Somut olayda, şikayet konusu yapılan tebligatın “(Mernis Adresi) .. … ….. …. … …./…” adresine TK.m. …/… şerhi ile muhtara ….04.2015 tarihinde tebliğ edildiği, tebligat üzerinde, çıkaran merci tarafından adres muhatabın adres kayıt sistemindeki adresi olduğu için tebigatın TK’nun …/…. maddesine göre yapılacağına ilişkin bir şerh bulunmadığı, bu nedenlerle tebligatın usulsüz olduğu görülmüştür.
O halde mahkemece, ödeme emri tebliğinin usulsüz olduğunun kabulü ile borçlunun dayanak belgenin ödeme emrine eklenmediği yönündeki şikayetinin esasının incelenerek oluşacak sonuca göre karar verilmesi gerekirken, yazılı şekilde hüküm tesisi isabetsizdir.

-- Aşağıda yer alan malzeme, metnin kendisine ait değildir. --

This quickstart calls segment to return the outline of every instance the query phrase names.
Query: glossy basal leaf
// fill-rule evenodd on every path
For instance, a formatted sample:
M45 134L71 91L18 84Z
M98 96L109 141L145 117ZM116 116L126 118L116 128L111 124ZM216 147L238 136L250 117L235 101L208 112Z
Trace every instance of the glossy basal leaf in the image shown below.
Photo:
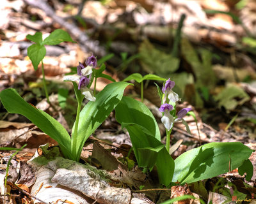
M159 182L168 186L173 175L174 161L160 142L158 126L149 109L141 102L124 96L115 110L116 120L129 131L139 166L147 159L140 155L140 149L163 147L157 152L156 164Z
M147 167L151 169L155 165L157 157L157 150L152 147L143 147L138 149L139 160L141 167Z
M108 117L120 101L124 91L131 84L115 82L108 84L96 96L95 101L90 101L80 113L78 125L77 152L82 151L85 141ZM72 133L74 132L74 126ZM77 154L80 156L79 154ZM77 160L79 158L76 158Z
M123 82L128 82L132 80L134 80L137 82L140 83L142 82L142 76L138 73L135 73L126 77L124 80L123 80Z
M46 54L46 49L44 45L33 44L28 48L28 56L29 57L35 70L36 70L40 61Z
M238 168L238 173L243 176L244 173L246 173L245 179L250 181L253 174L253 166L249 159L245 160L242 165Z
M148 108L133 98L124 96L116 107L117 121L122 123L134 123L147 129L152 135L161 140L157 123Z
M102 64L99 69L95 69L95 77L98 78L99 75L100 75L103 72L103 71L105 70L105 69L106 69L106 66L105 64Z
M56 29L44 40L43 43L44 45L53 45L64 41L76 43L67 32L61 29Z
M183 153L175 160L173 182L191 183L240 166L252 150L240 142L212 142Z
M116 115L118 112L116 109ZM116 119L117 120L117 119ZM120 120L119 120L118 122ZM156 139L154 135L145 127L134 123L122 123L122 127L125 127L130 135L132 143L132 149L140 167L145 164L145 160L148 156L141 154L140 149L154 149L157 152L156 160L156 166L157 169L159 182L168 186L171 181L174 172L174 161L167 152L162 143ZM148 168L152 168L152 163L148 162Z
M43 42L43 36L41 32L36 32L34 35L28 34L26 36L28 40L33 41L34 43L41 45Z
M0 99L8 112L25 116L59 143L65 157L74 159L70 151L70 137L57 120L42 110L28 104L13 89L2 91Z

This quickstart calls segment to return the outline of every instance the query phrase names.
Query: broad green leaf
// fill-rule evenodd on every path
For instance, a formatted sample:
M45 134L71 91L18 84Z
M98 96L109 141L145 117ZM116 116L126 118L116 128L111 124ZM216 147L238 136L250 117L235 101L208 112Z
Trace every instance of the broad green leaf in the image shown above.
M218 101L218 106L224 106L227 110L234 110L250 99L250 96L242 88L235 85L228 85L214 97Z
M145 40L140 46L140 61L143 69L166 77L178 69L180 60L170 54L157 50L148 40Z
M26 36L28 40L31 40L36 43L41 45L43 42L43 36L41 32L36 32L34 35L28 34Z
M116 116L118 112L116 109ZM120 123L121 123L120 120L118 120L116 118L116 120ZM148 129L138 124L122 123L122 127L125 127L128 130L132 143L133 151L140 167L145 164L144 160L148 159L148 156L140 154L140 149L153 148L157 150L156 166L157 169L158 178L161 184L168 186L170 184L173 175L174 161L167 152L164 145L156 138L154 135L152 135ZM152 164L148 163L148 164L150 166L147 167L150 168Z
M187 130L187 132L188 132L189 134L191 135L191 133L190 132L189 126L188 126L188 122L186 122L186 120L185 120L184 119L182 119L182 123L183 123L184 125L186 126L186 130Z
M108 84L96 96L95 101L90 101L80 113L78 124L77 155L80 157L85 141L105 120L123 97L124 91L131 84L115 82ZM72 133L74 132L74 127ZM76 158L76 160L78 160Z
M60 123L45 112L26 102L13 89L2 91L0 99L9 113L25 116L59 143L65 157L74 159L70 151L70 137Z
M56 29L44 40L43 43L44 45L53 45L64 41L76 43L67 32L61 29Z
M132 80L134 80L137 82L140 83L142 82L142 76L138 73L135 73L126 77L124 80L123 80L123 82L131 81Z
M253 152L240 142L212 142L191 149L175 160L173 182L191 183L240 166Z
M244 173L246 173L245 179L250 181L253 173L253 166L249 159L245 160L242 165L238 168L238 173L243 176Z
M156 81L165 81L166 79L163 77L158 76L157 75L148 74L145 75L142 78L142 80L156 80Z
M99 77L98 76L100 74L101 74L103 72L103 71L105 70L105 69L106 69L106 66L105 64L102 64L99 69L95 69L95 77L98 78Z
M46 49L44 45L33 44L28 48L28 56L29 57L34 67L36 70L40 62L44 59L46 54Z
M116 107L116 117L119 123L138 124L147 129L158 140L161 140L157 123L150 110L143 103L124 96Z

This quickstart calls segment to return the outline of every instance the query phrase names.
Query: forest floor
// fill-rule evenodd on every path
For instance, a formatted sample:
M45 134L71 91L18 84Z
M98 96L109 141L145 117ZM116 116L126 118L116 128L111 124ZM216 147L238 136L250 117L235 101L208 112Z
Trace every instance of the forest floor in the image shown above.
M93 54L104 62L104 73L116 81L139 73L154 73L175 82L174 91L182 98L177 110L192 108L197 121L191 115L184 117L191 134L181 122L175 124L171 135L174 159L211 142L239 142L256 150L256 41L253 29L243 18L246 6L238 14L228 1L212 1L215 6L209 1L172 2L2 0L0 91L15 89L25 101L52 116L71 134L77 105L72 83L63 82L63 77L76 72L78 62L84 63ZM216 8L222 13L216 12ZM237 23L230 13L244 21ZM182 14L186 15L184 22ZM182 34L179 35L179 28ZM77 43L46 46L44 62L47 103L41 65L35 71L27 56L31 42L26 36L39 31L45 38L57 29L67 31ZM140 84L131 82L134 85L129 85L124 95L141 101ZM146 82L143 103L155 117L164 143L165 128L159 111L161 99L154 82L163 86L163 82ZM110 83L99 78L97 92ZM83 105L87 102L84 100ZM86 140L80 159L81 163L106 170L106 175L100 178L108 178L97 184L106 185L105 194L85 191L92 188L93 191L95 187L95 191L103 191L97 189L94 180L85 179L84 175L77 178L84 184L78 188L72 187L74 175L67 174L58 182L51 180L60 163L72 166L78 174L81 169L86 171L88 166L61 157L55 140L24 116L8 113L0 103L0 147L20 149L25 144L10 163L9 159L16 150L0 151L0 203L161 203L184 194L200 198L205 203L211 198L214 204L228 198L233 201L230 203L256 202L255 152L249 158L253 166L249 181L236 168L166 189L159 184L155 168L143 173L138 166L134 154L129 151L129 134L117 122L115 112ZM49 156L57 157L49 164L52 168L40 168L31 161L33 157L52 160ZM99 173L95 168L90 170ZM61 186L65 182L66 187ZM127 198L127 203L124 201ZM186 200L174 203L200 201Z

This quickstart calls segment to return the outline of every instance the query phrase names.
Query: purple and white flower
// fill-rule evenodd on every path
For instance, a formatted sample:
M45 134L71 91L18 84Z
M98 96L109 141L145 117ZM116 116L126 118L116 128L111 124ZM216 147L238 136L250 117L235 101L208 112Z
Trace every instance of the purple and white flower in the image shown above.
M180 101L180 99L179 98L179 95L172 91L172 88L175 85L175 82L172 81L170 78L165 82L164 86L162 88L162 91L164 93L163 102L165 103L166 97L169 99L170 102L175 103L176 101Z
M181 109L178 113L177 114L177 118L175 120L175 122L181 120L181 119L186 115L187 113L192 110L192 108L186 108Z
M168 131L170 131L173 126L173 117L170 113L173 109L173 106L168 103L163 104L159 108L159 111L164 113L161 120Z
M87 66L92 66L93 68L95 68L97 66L97 59L93 55L87 58L86 61L85 61L85 64Z
M86 64L87 66L84 68L83 64L79 62L79 65L77 66L77 74L65 76L63 80L64 81L78 81L78 89L82 91L84 98L90 101L95 101L96 98L93 96L92 91L87 87L87 85L90 84L91 80L92 69L97 66L97 59L92 55L86 59Z

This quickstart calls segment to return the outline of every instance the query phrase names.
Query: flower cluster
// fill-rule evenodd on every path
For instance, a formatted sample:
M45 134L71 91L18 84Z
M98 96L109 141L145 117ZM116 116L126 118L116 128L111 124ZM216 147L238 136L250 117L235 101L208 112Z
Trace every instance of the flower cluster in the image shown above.
M175 85L175 82L171 81L169 79L165 82L165 84L162 88L163 92L163 103L160 106L159 111L163 113L161 121L164 125L165 128L169 131L173 126L173 123L181 120L182 118L192 110L191 108L186 108L180 110L176 115L176 113L170 112L173 110L173 106L171 104L175 105L177 101L180 100L179 95L172 91L172 89ZM168 100L167 100L167 98ZM169 103L166 103L166 101L169 101Z
M93 96L92 91L88 87L92 80L93 69L97 66L97 59L93 55L87 58L85 64L86 67L79 62L77 66L77 75L67 75L64 77L65 81L79 82L78 89L81 90L84 98L89 101L95 101L96 98Z

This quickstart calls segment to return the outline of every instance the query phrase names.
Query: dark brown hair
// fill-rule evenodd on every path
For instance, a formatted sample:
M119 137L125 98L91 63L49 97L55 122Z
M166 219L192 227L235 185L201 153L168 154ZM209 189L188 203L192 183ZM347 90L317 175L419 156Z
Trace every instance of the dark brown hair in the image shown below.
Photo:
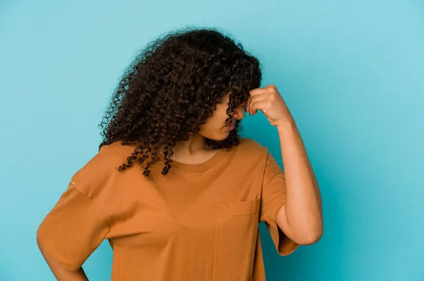
M122 171L133 161L147 163L143 174L159 158L163 147L167 174L170 157L179 140L187 140L216 109L230 92L227 114L247 100L249 90L260 87L259 61L228 35L213 28L185 28L159 37L139 51L125 69L105 111L99 146L120 140L137 145ZM228 137L220 141L206 138L213 149L230 148L240 143L240 120Z

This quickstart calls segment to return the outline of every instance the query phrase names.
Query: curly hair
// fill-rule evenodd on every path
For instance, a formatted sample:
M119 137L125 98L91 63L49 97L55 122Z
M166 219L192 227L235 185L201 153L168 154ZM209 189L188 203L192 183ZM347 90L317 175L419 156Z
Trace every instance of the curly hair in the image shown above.
M200 131L227 93L230 100L226 119L247 101L249 90L259 88L261 64L229 36L215 28L182 28L158 37L141 51L127 66L114 90L99 128L104 145L120 140L136 147L122 171L133 162L151 160L143 174L159 160L163 147L165 167L171 168L172 148ZM230 149L240 143L240 120L223 140L206 138L212 149Z

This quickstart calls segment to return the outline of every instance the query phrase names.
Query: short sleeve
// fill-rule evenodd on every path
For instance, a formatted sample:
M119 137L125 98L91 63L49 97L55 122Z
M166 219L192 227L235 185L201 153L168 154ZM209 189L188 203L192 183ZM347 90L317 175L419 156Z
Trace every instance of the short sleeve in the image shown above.
M278 227L276 218L285 203L285 177L273 156L267 153L260 208L260 222L265 222L277 252L281 256L293 253L298 244L288 238Z
M99 207L105 205L99 202L102 192L117 172L110 150L105 146L73 174L37 230L43 246L70 270L78 270L110 231L108 216Z

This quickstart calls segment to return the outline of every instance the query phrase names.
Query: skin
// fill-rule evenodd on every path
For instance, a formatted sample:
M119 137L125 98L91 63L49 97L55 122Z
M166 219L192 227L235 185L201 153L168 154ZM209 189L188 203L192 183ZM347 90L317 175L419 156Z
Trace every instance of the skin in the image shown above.
M213 156L216 151L206 146L205 138L222 140L228 136L230 131L225 128L228 100L229 94L227 94L217 104L213 115L201 126L200 131L188 140L181 141L175 145L172 160L198 164ZM245 118L245 105L251 116L257 114L258 110L261 111L278 132L285 167L286 197L285 203L278 213L277 225L289 238L300 245L316 243L324 231L321 194L300 133L288 107L273 84L252 90L247 102L235 109L235 119ZM37 241L58 280L88 280L82 268L76 271L67 270L49 254L38 239Z
M52 256L47 249L43 246L42 244L37 239L37 244L40 249L40 251L42 254L47 265L50 268L52 273L59 281L87 281L88 278L86 275L86 273L83 268L80 268L78 270L71 271L64 267L61 263L57 262L53 256Z
M249 92L247 102L239 105L233 116L243 119L243 106L246 105L247 112L251 116L260 110L270 124L277 128L286 183L285 203L278 213L277 225L300 245L316 243L324 232L321 193L294 118L275 85L253 89ZM172 160L197 164L216 153L205 146L204 140L223 140L228 137L229 131L225 127L225 121L228 118L228 100L227 94L197 135L177 144Z
M324 232L321 193L293 116L273 84L252 90L246 109L250 115L261 110L278 132L286 194L277 225L300 245L316 243Z
M187 140L177 143L172 149L172 160L185 164L199 164L206 161L216 153L216 150L213 150L206 145L205 138L223 140L228 137L230 131L225 128L225 120L228 118L226 112L229 100L230 94L227 93L223 97L220 102L216 104L216 110L212 116L206 119L204 124L201 125L200 131L196 135ZM234 109L234 120L245 118L243 107L246 104L247 102L243 102ZM162 150L160 150L160 153L163 155Z

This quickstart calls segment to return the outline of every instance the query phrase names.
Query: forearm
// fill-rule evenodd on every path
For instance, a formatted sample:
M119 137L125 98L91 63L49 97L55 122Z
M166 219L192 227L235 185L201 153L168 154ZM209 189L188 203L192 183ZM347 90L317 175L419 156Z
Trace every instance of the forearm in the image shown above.
M81 267L79 270L71 271L64 268L57 262L42 246L42 244L37 239L40 251L47 263L53 275L59 281L88 281L87 275Z
M324 228L318 183L296 124L285 122L277 129L285 175L285 227L298 241L314 243Z

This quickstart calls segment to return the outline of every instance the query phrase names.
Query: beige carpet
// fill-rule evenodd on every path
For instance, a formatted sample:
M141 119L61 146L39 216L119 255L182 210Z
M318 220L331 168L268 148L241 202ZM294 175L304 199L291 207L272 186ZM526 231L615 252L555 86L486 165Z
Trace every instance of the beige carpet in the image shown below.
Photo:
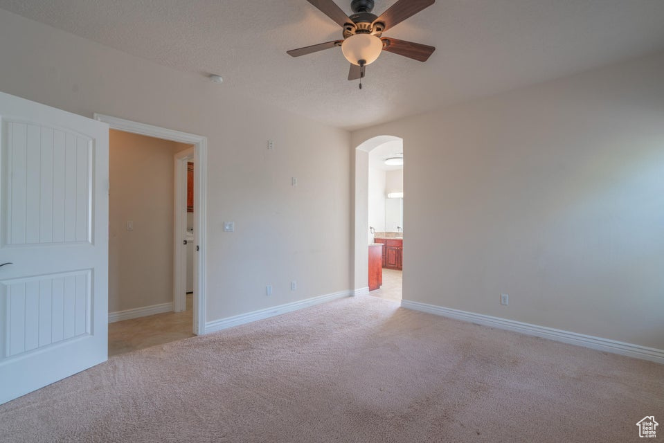
M647 415L664 365L364 296L113 357L0 406L0 440L623 443Z

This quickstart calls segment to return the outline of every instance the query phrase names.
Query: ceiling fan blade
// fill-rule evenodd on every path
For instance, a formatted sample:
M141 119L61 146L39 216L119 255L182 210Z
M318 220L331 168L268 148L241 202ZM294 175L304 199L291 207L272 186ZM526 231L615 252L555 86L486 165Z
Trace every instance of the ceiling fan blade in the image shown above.
M330 19L339 24L341 27L347 23L352 24L348 15L346 15L341 8L339 8L332 0L307 0L309 3L314 5L321 12L329 17Z
M348 72L349 80L357 80L362 78L362 68L357 64L350 64L350 71Z
M431 6L434 1L436 0L397 0L397 3L381 14L380 17L374 20L373 22L380 21L383 23L385 25L383 30L387 30L408 17L415 15L425 8Z
M323 49L330 49L334 46L341 46L343 42L343 40L334 40L334 42L319 43L318 44L313 44L310 46L305 46L304 48L298 48L298 49L291 49L290 51L287 51L286 53L291 57L300 57L300 55L316 53Z
M421 43L413 43L406 40L400 40L389 37L381 39L383 41L383 51L399 54L412 58L418 62L426 62L436 51L436 48Z

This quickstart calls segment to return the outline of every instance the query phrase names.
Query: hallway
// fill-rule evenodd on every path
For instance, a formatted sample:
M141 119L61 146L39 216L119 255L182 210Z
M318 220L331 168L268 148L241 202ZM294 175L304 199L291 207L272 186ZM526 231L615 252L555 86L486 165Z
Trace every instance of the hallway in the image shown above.
M187 309L109 323L109 356L194 336L193 294Z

SONUÇ : Borçlunun temyiz itirazlarının kabulü ile mahkeme kararının yukarıda yazılı nedenlerle İİK’nun 366 ve HUMK’nun 428. maddeleri uyarınca (BOZULMASINA), peşin alınan harcın istek halinde iadesine, ilamın tebliğinden itibaren … gün içinde karar düzeltme yolu açık olmak üzere, ……..2016 gününde oybirliğiyle karar verildi.